Cosa ti piace fare nel tempo libero, quando non ti alleni? Hai dei "sogni nel cassetto" o degli obiettivi che vorresti realizzare, in questo momento? Quando non mi alleno (e non sono a fare fisioterapia/agopuntura…) mi piace cucinare, prendermi cura della casa, leggere, guardare qualche serie tv, studiare (sono iscritta alla Magistrale di Psicologia) e stare all’aria aperta. Sono abbastanza “casalinga”! Per quanto riguarda il mio sport, l’Olimpiade è uno dei miei obbiettivi, così come stabilire un nuovo record italiano, vincere delle medaglie internazionali e meeting rinomati, essere costante su misure alte… ho molti obiettivi su vari livelli. Nella mia vita “extra-sport” vorrei riuscire a realizzare un progetto per vivere in montagna nella maggiore autosufficienza possibile. C'è una frase/motto/citazione che ti "ispira", ti incoraggia o che ti piace particolarmente?

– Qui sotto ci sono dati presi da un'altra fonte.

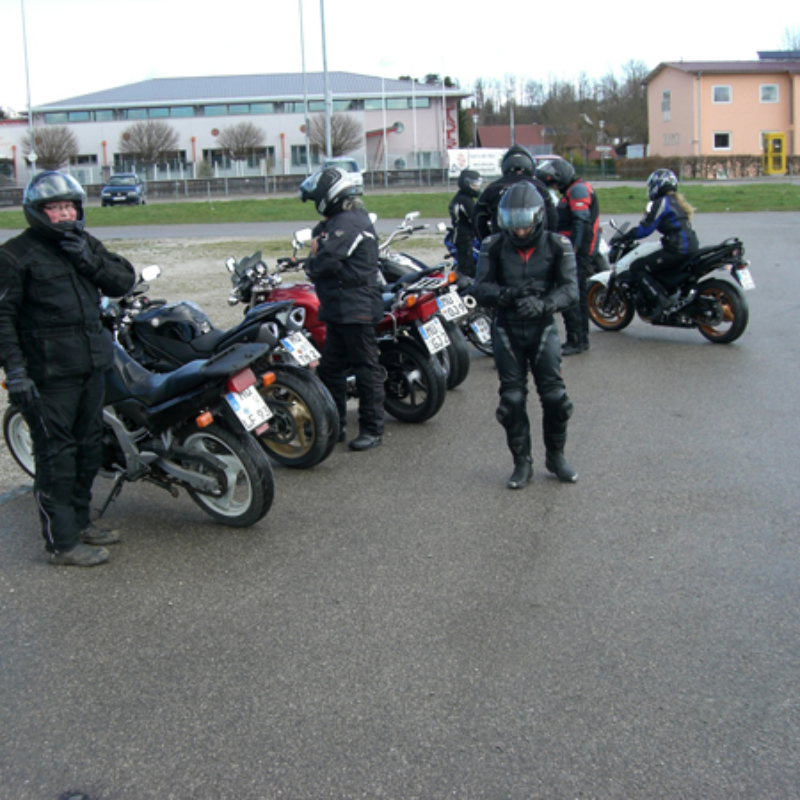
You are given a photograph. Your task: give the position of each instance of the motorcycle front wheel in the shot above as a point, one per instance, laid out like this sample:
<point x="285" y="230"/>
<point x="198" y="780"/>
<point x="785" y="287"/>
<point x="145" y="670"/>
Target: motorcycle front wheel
<point x="18" y="439"/>
<point x="611" y="312"/>
<point x="305" y="424"/>
<point x="415" y="383"/>
<point x="250" y="487"/>
<point x="729" y="319"/>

Colgo l’occasione per ricordare un grande scrittore che purtroppo ci ha lasciato oggi, Luis Sepúlveda, con una frase bellissima: “Vola solo chi osa farlo”. Penso che per crescere sia necessario andare oltre le proprie sicurezze, utilizzarle per accogliere ciò che non si conosce e crearne di nuove. Quando ci si sente deboli è difficile non farsi sopraffare dalle sensazioni, ma quello che mi ripeto spesso è che io sono ciò che penso, e io posso controllare i miei pensieri. Cerco di vedere le cose da più prospettive, di trovare sempre gli elementi positivi e concentrarmi su questi per gestire al meglio le situazioni di difficoltà.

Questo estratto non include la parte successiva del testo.